I think that you want to re-test zfs destroy vs destroy -d and do that rigorously.
I am not sure how to explain what you saw as it cannot be explained by how
destroy -d actually differs from plain destroy.  Maybe it it was a cold vs
warmed up (with respect to the ARC) system, maybe something else, but certainly
not -d if you do not have user holds and clones.

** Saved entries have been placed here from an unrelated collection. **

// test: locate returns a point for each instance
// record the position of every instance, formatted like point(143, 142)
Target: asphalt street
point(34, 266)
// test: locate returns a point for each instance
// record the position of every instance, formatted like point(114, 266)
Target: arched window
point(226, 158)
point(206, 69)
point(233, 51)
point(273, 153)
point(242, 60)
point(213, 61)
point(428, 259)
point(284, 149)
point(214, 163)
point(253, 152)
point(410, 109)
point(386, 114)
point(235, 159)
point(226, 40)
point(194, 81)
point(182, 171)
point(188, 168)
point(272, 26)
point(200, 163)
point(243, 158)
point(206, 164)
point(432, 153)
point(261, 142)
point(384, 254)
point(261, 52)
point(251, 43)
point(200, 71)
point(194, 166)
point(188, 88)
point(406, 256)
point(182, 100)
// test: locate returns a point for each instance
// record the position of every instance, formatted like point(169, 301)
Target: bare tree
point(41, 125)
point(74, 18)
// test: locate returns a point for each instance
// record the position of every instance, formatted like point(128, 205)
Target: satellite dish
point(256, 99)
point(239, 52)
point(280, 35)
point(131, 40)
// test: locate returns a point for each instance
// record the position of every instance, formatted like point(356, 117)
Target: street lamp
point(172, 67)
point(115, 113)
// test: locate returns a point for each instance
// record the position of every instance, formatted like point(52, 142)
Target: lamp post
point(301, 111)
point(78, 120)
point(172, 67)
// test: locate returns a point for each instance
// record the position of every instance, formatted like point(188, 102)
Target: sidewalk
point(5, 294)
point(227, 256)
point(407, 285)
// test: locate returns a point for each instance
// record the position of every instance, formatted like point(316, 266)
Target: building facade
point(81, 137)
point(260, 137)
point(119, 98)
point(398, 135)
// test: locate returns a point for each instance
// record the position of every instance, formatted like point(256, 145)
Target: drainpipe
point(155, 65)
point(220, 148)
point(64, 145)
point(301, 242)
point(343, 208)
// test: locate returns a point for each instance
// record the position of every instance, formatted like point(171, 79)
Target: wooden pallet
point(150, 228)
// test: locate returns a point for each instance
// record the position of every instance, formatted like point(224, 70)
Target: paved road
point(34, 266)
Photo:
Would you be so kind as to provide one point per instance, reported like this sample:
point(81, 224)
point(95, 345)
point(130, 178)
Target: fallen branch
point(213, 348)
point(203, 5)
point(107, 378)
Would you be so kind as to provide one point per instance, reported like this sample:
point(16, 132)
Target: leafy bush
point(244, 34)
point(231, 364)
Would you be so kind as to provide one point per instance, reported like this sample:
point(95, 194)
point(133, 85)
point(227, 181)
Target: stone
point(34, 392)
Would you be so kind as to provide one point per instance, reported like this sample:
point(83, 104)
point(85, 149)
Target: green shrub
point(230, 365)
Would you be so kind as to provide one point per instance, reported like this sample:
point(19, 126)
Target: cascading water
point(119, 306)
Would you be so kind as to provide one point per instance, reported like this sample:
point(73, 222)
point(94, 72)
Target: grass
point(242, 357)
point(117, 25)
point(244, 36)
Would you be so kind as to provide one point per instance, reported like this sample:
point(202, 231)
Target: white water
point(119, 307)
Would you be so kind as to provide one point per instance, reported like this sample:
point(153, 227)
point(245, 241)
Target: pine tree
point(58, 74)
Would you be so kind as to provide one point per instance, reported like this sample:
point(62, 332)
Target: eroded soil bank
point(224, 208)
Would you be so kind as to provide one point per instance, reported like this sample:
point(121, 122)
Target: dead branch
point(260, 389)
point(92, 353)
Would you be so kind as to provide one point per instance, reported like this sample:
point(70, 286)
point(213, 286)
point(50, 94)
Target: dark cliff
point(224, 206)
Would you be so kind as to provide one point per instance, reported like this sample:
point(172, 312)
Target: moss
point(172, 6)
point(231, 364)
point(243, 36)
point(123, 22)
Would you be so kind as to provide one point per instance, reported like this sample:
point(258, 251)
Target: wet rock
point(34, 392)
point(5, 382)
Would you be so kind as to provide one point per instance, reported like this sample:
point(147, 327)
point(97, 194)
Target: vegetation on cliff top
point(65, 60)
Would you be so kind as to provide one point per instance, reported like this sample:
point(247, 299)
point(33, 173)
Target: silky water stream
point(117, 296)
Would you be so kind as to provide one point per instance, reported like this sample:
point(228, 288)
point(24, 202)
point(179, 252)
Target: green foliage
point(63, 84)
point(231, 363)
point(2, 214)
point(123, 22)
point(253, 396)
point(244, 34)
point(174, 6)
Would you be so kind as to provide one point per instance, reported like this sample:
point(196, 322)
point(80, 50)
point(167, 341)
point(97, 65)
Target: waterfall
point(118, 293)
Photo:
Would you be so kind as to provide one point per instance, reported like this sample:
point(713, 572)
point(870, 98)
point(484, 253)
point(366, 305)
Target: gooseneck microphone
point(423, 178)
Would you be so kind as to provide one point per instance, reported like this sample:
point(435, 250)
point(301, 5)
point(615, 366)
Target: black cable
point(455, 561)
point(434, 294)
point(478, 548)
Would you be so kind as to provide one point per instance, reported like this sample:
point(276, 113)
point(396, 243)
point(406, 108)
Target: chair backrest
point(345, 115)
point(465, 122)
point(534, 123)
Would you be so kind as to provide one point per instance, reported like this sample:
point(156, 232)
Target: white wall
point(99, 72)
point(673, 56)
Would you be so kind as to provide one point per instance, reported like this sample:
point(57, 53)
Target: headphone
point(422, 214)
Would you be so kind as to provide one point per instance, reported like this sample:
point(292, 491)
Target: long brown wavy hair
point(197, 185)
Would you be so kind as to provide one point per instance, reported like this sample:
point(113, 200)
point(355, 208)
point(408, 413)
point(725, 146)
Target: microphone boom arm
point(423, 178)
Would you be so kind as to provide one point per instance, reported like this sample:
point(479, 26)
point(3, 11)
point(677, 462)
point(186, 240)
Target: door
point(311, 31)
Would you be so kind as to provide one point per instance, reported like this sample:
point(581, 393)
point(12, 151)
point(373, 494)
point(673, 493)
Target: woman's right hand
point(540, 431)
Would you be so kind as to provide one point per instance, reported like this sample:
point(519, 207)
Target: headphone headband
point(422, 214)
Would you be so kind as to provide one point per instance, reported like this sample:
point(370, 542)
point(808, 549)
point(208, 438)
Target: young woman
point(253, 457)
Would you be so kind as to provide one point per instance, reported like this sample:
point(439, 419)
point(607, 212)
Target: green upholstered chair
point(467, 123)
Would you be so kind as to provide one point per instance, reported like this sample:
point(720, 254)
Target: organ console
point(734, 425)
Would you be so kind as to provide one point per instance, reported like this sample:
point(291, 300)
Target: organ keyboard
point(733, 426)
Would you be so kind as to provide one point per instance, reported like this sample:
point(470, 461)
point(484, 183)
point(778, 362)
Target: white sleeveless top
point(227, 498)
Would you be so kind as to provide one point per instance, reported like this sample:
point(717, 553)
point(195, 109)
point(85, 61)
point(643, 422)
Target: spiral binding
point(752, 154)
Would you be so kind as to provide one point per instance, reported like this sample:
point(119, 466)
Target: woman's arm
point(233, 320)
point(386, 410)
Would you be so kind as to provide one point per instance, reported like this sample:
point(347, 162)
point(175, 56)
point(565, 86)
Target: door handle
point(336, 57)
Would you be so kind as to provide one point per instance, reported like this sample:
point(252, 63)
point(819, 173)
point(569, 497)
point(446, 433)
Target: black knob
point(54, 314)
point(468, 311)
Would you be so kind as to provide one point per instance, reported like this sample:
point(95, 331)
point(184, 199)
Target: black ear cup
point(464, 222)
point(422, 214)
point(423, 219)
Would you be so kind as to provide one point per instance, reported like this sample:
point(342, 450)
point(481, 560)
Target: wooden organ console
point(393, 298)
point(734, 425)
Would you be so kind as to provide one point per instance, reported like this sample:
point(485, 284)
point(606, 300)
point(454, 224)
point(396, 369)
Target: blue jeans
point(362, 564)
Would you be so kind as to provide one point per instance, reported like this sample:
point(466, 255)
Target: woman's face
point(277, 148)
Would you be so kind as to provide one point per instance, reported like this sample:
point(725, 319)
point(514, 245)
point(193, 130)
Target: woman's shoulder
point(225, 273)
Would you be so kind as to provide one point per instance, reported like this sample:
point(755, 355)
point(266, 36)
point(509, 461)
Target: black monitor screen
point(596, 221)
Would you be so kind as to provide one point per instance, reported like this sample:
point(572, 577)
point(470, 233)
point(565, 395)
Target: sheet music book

Just in case, here is the only place in the code where 'defer' actually makes
difference.

dsl_destroy_snapshot_sync_impl:
        if (defer &&
            (ds->ds_userrefs > 0 ||
            dsl_dataset_phys(ds)->ds_num_children > 1)) {
                ASSERT(spa_version(dp->dp_spa) >= SPA_VERSION_USERREFS);
                dmu_buf_will_dirty(ds->ds_dbuf, tx);
                dsl_dataset_phys(ds)->ds_flags |= DS_FLAG_DEFER_DESTROY;
                spa_history_log_internal_ds(ds, "defer_destroy", tx, "");
                return;
        }


> Anyway, the “seems to be writing out a lot of queued up ZIL data” at “zfs
> mount -a” time was definitely a real problem - it mounted most of the
> filesystems pretty quickly but then was “extremely slow” for a couple of them
> (and was causing a lot of I/O). Like 4-6 hours. Luckily that one was one of
> our backup servers and during a time when the only one it frustrated was me…
> I’d hate that to happen for one of the frontend (NFS/SMB-serving) servers
> during office hours :-)

I don't doubt that, I just tried to explain that whatever was in ZIL could not
come from zfs destroy.  It was something else.


>> On 12 Apr 2020, at 13:26, Andriy Gapon <avg@FreeBSD.org> wrote:
>> 
>> 
>> On 12/04/2020 00:24, Peter Eriksson wrote:
>>> Another fun thing that might happen is if you reboot your server and
>>> happen to have a lot of queued up writes in the ZIL (for example if you
>>> did a “zfs destroy -d -r POOL@snapshots” (deferred(background) destroys
>>> of snapshots) and do a hard reboot while it’s busy it will “write out”
>>> those queued transactions at filesystem mount time during the boot
>>> sequence
>> 
>> Just nitpicking on two bits of incorrect information here. First, zfs
>> destroy never uses ZIL.  Never.  ZIL is used only for ZPL operations like
>> file writes, renames, removes, etc.  The things that you can do with Posix 
>> system calls (~ VFS KPI).
>> 
>> Second, zfs destroy -d is not a background destroy.  It is a deferred
>> destroy. That means that either the destroy is done immediately if a
>> snapshot has no holds which means no user holds and no clones.  Or the
>> destroy is postponed until holds are gone, that is, the last clone or the
>> last user hold is removed.
>> 
>> Note, however, that unless you have a very ancient pool version destroying
>> a snapshot means that the snapshot object is removed and all blocks
>> belonging to the snapshot are queued for freeing.  Their actual freeing is
>> done asynchronously ("in background") and can be spread over multiple TXG
>> periods. That's done regardless of whether -d was used.